Raccolta fondi per riattivare le campane a Santo Stefano

CASTEL FRENTANO. Dare nuovamente “voce” alle campane della chiesa di Santo Stefano. È questa l’iniziativa di alcuni amici castellini, coordinati da Pietro Febbo, e condivisa dal parroco don Roberto...

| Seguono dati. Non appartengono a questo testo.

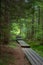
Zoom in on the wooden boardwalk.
[17,40,43,65]
[18,40,30,48]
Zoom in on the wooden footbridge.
[17,38,43,65]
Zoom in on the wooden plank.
[18,40,30,48]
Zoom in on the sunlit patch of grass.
[26,40,43,57]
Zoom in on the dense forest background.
[0,0,43,57]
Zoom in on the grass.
[26,40,43,57]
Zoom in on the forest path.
[0,43,30,65]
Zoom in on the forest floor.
[0,41,30,65]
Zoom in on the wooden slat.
[22,48,43,65]
[18,40,30,48]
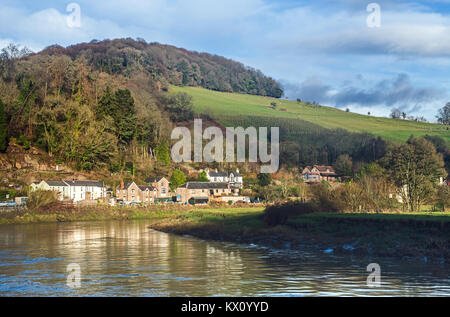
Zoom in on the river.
[0,220,450,296]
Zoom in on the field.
[171,86,450,142]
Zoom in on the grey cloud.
[283,74,446,114]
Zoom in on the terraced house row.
[30,170,246,205]
[30,180,107,203]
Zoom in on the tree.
[258,173,272,187]
[170,170,186,190]
[96,87,136,148]
[156,141,170,167]
[334,154,353,176]
[391,108,402,119]
[162,92,194,122]
[436,102,450,125]
[383,137,447,212]
[0,99,8,152]
[198,171,209,182]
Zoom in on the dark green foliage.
[258,173,272,187]
[156,141,170,167]
[221,116,387,168]
[437,102,450,125]
[382,137,447,211]
[96,87,136,148]
[0,99,8,152]
[170,170,186,190]
[333,154,353,176]
[162,93,194,122]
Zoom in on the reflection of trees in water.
[0,221,450,296]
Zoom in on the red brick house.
[116,182,157,204]
[302,165,337,183]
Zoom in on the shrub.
[264,202,318,226]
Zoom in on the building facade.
[177,182,232,204]
[116,182,157,204]
[302,165,337,183]
[30,180,106,203]
[206,169,244,189]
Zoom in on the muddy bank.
[150,213,450,264]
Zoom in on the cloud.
[0,0,450,118]
[283,74,448,120]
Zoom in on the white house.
[30,181,106,203]
[64,181,106,203]
[30,181,69,200]
[206,169,244,188]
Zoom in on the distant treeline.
[41,39,283,98]
[221,116,387,167]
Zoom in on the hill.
[171,86,450,142]
[39,39,283,98]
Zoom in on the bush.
[27,190,58,210]
[310,184,345,213]
[264,202,319,226]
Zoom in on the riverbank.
[150,208,450,263]
[0,204,263,225]
[0,205,450,263]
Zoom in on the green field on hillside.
[171,86,450,142]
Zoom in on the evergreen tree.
[0,99,8,152]
[170,170,186,190]
[156,141,170,167]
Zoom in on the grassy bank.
[171,86,450,142]
[0,206,450,263]
[151,208,450,262]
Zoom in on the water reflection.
[0,221,450,296]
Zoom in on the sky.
[0,0,450,122]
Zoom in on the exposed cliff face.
[0,142,58,172]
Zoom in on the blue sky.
[0,0,450,121]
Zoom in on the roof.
[138,185,156,191]
[45,181,68,186]
[314,165,334,173]
[181,182,229,189]
[209,172,228,177]
[209,171,241,177]
[303,165,336,175]
[64,181,104,187]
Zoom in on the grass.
[171,86,450,142]
[0,206,450,263]
[151,208,450,261]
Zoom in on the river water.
[0,220,450,296]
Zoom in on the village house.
[30,180,106,203]
[116,182,157,204]
[147,177,171,200]
[177,182,232,204]
[302,165,337,183]
[206,169,244,189]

CASTEL FRENTANO. Dare nuovamente “voce” alle campane della chiesa di Santo Stefano. È questa l’iniziativa di alcuni amici castellini, coordinati da Pietro Febbo, e condivisa dal parroco don Roberto Geroldi. Lo scopo è raccogliere fondi per ripristinare l’impianto elettrico e meccanico, in disuso da diversi anni, che permette alle campane di svolgere il proprio ruolo. A dire la verità in nessun campanile del paese sono in funzione le campane, che sono state sostituite da qualche decennio con anonimi diffusori elettronici che ne imitano il suono. La raccolta fondi è già in corso: i contributi vanno versati sul conto corrente della parrocchia (codice IBAN IT 87 G0538777610 CC000000489674, causale: “La Voce delle Campane”) o in alternativa con vaglia postale o spediti in una busta indirizzata alla parrocchia di Castel Frentano (cap 66032) all’attenzione del parroco don Roberto Geroldi. Per le somme versate a mano ai volontari, sarà consegnata una ricevuta e di tutti gli introiti sarà pubblicato sui social e affisso agli ingressi delle chiese un rendiconto finale.
Cinque sono le campane che si trovano sul campanile di Santo Stefano: le prime tre sono collocate nella loggia centrale; le altre nella guglia, scoperta. Le campane della loggia hanno, la più grande, un diametro di 110 centimetri (dedicata alla Santissima Trinità, rifusa e accresciuta dai fratelli Mari di Castel Frentano nel 1914 utilizzando una campana antecedente, donata dal barone Filippo Vergilj nel 1762 alla chiesa matrice di Santo Stefano); la media un diametro di 82 centimetri ed è dedicata al Cuore Immacolato e fu fusa da Alessandro Marinelli e Angelo Mari nel 1876; la campana più piccola, di 70 centimetri, fu fusa dai fratelli Mari di Salle nel 1904. Nella loggia scoperta del campanile in laterizio (complessivamente la sua altezza è di 28 metri e 30 centimetri), ci sono le altre due campanelle: la prima, con un diametro di circa 40, è del 1741 mentre l’altra, dal diametro poco inferiore alla precedente, è del 1832 e fu realizzata dai fratelli Salvatore e Tommaso Marinelli di Agnone.